Y hacemos la consideración anterior porque el zacatecano es un hábil político ha sido diputado federal en tres ocasiones y senador en dos periodos, gobernador y jefe delegacional, su habilidad para colocarse en un punto, para no estar fuera del presupuesto, lo demuestra el aprovechamiento que ha tenidos en su “militancia” en diferentes partidos, entre ellos, el PRI, PRD, PT, Movimiento Ciudadano y Morena.

La tercera contendiente es Clara Marina Brugada Molina, la actúa la alcaldesa en Iztapalapa, si aquella que se vio involucrada en una polémica, pues no pudo ser registrada como candidata delegacional, dando así la victoria al candidato del Partido del Trabajo, Rafael Acosta Ángeles, mejor conocido como ‘Juanito’, quien una vez que asumió el cargo, renunció para que la Asamblea Legislativa del Distrito Federal designara a Brugada, obviamente con el apoyo de AMLO.

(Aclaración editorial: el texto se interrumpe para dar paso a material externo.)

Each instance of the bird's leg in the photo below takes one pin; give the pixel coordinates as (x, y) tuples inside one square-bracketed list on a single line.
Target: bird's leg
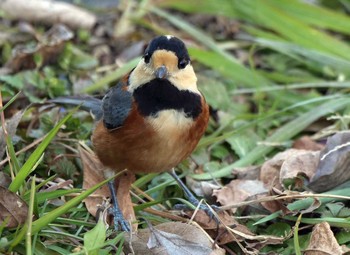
[(191, 198), (115, 210)]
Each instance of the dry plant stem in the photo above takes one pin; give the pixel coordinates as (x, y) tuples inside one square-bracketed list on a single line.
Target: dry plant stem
[(279, 197), (144, 194), (165, 215), (3, 124), (29, 146)]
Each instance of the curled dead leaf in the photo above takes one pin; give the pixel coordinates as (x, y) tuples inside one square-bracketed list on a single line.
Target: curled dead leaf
[(304, 163), (334, 164), (306, 143), (270, 170), (239, 190), (322, 241), (173, 238)]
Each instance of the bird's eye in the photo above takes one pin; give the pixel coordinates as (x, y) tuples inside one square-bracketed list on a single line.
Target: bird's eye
[(183, 63), (146, 57)]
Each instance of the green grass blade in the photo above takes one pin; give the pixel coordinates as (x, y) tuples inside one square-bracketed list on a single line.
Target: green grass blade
[(35, 156), (29, 222), (296, 236), (10, 102), (51, 216)]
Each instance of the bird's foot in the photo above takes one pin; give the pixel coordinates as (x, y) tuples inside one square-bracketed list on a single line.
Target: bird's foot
[(208, 209), (119, 220)]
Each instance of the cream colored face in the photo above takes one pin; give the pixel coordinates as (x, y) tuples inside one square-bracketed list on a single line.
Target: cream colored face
[(183, 79)]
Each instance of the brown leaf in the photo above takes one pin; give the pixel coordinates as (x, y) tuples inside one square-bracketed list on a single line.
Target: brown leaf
[(247, 173), (13, 209), (93, 174), (304, 163), (306, 143), (276, 205), (220, 233), (49, 48), (238, 191), (270, 170), (334, 164), (171, 238), (322, 241), (202, 218)]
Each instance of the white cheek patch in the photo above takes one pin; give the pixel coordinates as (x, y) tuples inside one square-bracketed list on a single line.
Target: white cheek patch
[(170, 123), (169, 37)]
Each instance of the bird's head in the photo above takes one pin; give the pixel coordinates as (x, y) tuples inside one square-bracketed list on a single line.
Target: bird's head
[(166, 57)]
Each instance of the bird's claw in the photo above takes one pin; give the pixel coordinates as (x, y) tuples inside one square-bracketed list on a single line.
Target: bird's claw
[(118, 220)]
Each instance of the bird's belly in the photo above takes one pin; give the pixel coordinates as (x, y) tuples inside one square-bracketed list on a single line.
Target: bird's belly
[(158, 144)]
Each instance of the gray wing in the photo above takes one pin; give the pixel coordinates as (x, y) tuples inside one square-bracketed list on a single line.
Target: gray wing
[(116, 106)]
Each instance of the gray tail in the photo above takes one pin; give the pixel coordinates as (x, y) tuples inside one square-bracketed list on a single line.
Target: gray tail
[(87, 103)]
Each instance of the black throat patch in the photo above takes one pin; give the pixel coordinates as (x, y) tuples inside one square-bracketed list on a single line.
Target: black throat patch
[(159, 94)]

Clara Brugada Ha ocupado varios cargos políticos, incluyendo la alcaldía de Iztapalapa y la diputación en el Congreso de la Unión. Su trayectoria política comenzó en movimientos sociales urbanos en la década de 1980, luchando por los derechos de los pobladores en el oriente de la Ciudad de México

La alcaldesa de Iztapalapa, siempre ha estado cobijada, PRD y luego por Morena quien ayudó para su reelección en su trayectoria política son sus diputaciones, una local y dos federales -en la LVII y LIX Legislatura-, así como su cargo como Procuradora Social del entonces Distrito Federal de 2006 a 2009, actualmente tiene 60 años de edad y siempre ha estado cercana a Claudia Sheinbaum y a Martí Batres. En contra de ella pesan tres acusaciones ante el Instituto Electoral de la Ciudad de México (IECM) por uso indebido de recursos públicos y promoción personalizada con fines electorales.

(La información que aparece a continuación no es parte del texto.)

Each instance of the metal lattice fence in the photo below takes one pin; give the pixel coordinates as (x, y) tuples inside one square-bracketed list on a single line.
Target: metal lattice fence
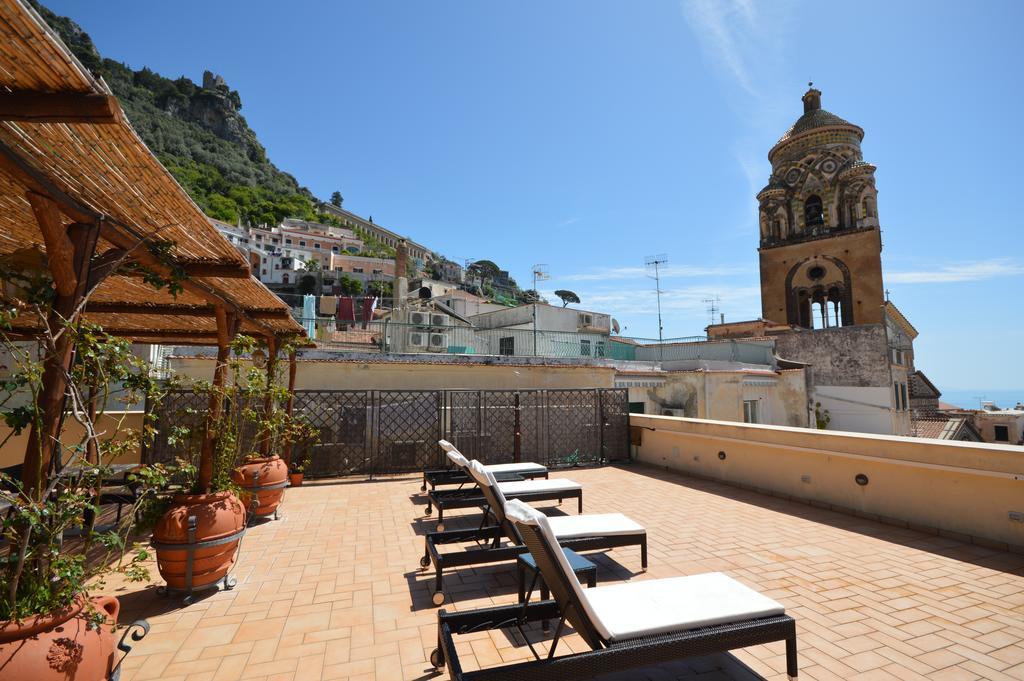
[(363, 432)]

En este tiempo de mujeres y de igualdad de Géneros y sobre todo0 en la política mexicana, no se puede descartar a lo que los antiguos políticos denominaban “Caballo Negro”. Existe otra fémina que sin tanta carrera política como lo ha hecho Clara Brugada, podría saltar en su momento con buenas expectativas y ella es Adriana Montiel, la secretaria de Bienestar.

Ella es egresada de la UNAM en arquitectura, en 2006 fue senadora suplente. De 2006 a 2012 se desempeñó como titular de la Dirección General de la RTP, de 2015 a 2018 fue diputada federal por el distrito electoral 23 en la LXIII Legislatura, donde asumió como secretaria de la Comisión de la Ciudad de México e integrante del Comité del Centro de Estudios Sociales y de Opinión Pública, de Derechos de la Niñez y ahora Secretaria de Bienestar… Hagan sus apuestas señores.